Father to Father in 2020 saved Charleston, Berkeley and Dorchester counties more than $493,000. According to the nonprofit, the three counties would’ve had to pay that much to incarcerate Jobs Not Jail participants, had defendants not found Father to Father and a willing family court judge.
Last year, Father to Father had 199 enrollees and helped 61 people find a job. Participants who were previously unemployed saw an average increase of $299 in their monthly incomes, according to the nonprofit.
Grimes, who was already employed when he joined, said participating in the program helped him learn more about how to make smart financial decisions, such as saving money and practicing money patience. “Don’t just spend all your money right when you get it,” he learned.

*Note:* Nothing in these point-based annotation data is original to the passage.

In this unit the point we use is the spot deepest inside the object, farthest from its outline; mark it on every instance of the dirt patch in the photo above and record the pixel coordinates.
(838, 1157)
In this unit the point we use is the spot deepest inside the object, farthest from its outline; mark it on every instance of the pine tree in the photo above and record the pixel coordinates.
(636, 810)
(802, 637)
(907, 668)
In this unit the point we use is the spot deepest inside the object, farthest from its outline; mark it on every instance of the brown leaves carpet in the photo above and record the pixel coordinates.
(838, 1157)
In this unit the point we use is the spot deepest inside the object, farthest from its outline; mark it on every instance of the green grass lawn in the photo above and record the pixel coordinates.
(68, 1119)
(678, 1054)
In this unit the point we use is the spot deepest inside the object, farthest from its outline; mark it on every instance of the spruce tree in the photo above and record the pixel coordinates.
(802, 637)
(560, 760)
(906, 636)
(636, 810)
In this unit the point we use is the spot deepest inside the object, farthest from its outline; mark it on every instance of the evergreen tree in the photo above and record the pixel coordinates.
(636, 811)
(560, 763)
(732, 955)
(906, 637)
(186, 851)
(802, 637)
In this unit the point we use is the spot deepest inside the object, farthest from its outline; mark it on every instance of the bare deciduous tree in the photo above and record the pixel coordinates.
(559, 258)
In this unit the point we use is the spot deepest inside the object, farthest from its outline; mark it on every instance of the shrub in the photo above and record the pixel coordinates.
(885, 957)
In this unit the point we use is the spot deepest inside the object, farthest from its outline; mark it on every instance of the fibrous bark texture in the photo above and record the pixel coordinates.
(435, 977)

Grimes carried this theme with him through each of the course’s components. After graduating from Father to Father in August, Grimes said practicing patience was the most important skill he walked away with.
Patience applies not only to your financial situation but also to your co-parenting relationship, said Grimes, who is no longer with Aria’s mother. In a healthy relationship, patience means not getting upset or blowing the situation out of proportion if a disagreement arises, he said.
And, perhaps most importantly, Grimes learned how practicing patience is key to raising Aria.
“She’s already a little fireball, but I guess that flame is even more now,” Grimes said, reflecting on the ways Father to Father affected his daughter, and helped grow their relationship.
In fact, Aria, who is not yet 3 years old, already knows how to make her favorite shake at the nutrition shop Grimes and his fiancée now co-own.
“I definitely say there’s no way that you can walk out of that program and not feel inspired, not come out with a different mindset and come out eager to do new things with your child,” he said.